Lapse is the first new album from IDAHO since the cult indie rock band’s 2011 release, You Were A Dick. Its 10 new songs are engraved with Idaho’s long-standing signature sound: rich melancholia lavished by Martin, with bittersweet delivery on his heartfelt, cinematic music. Set against the oasis of 29 Palms, California, near Joshua Tree National Park, where it was recorded, Lapse is an album about relationships and relationships based on music – a band – for lack of a better word – still inspired by the notion of its very existence – “more of a feeling than a band” – and that its music connects deeply with a small but highly tapped-in and unflinchingly faithful audience.

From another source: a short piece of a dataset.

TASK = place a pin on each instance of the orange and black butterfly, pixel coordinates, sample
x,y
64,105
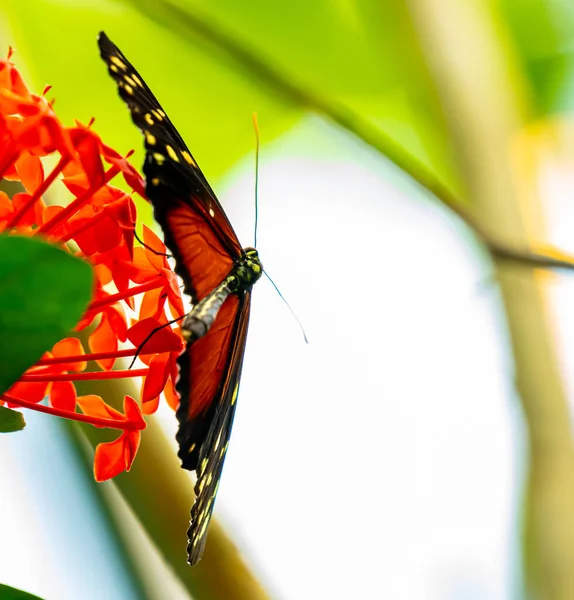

The songs of Lapse are priceless snapshots of IDAHO’s evolutionary sound captured in newfound flux – otherworldly signals from the desert, conjured from the magic of the ether; and collaboration, with newcomer guitarist Robby Fronzo joining the fray, and the return of 90s drummer Jeff Zimmitti back in the fold.
More collaborative than anything Martin has recorded in the last 20 years – he admits that there’s “nothing like the synergy that happens when I let someone else in” – Lapse is charged with the undying love of making music and celebrates the unity of being here together. “What really brought Lapse out after all this time is the idea that as much as I may love to be alone, where I truly feel that I am myself, to be in relation to another is where one truly evolves.”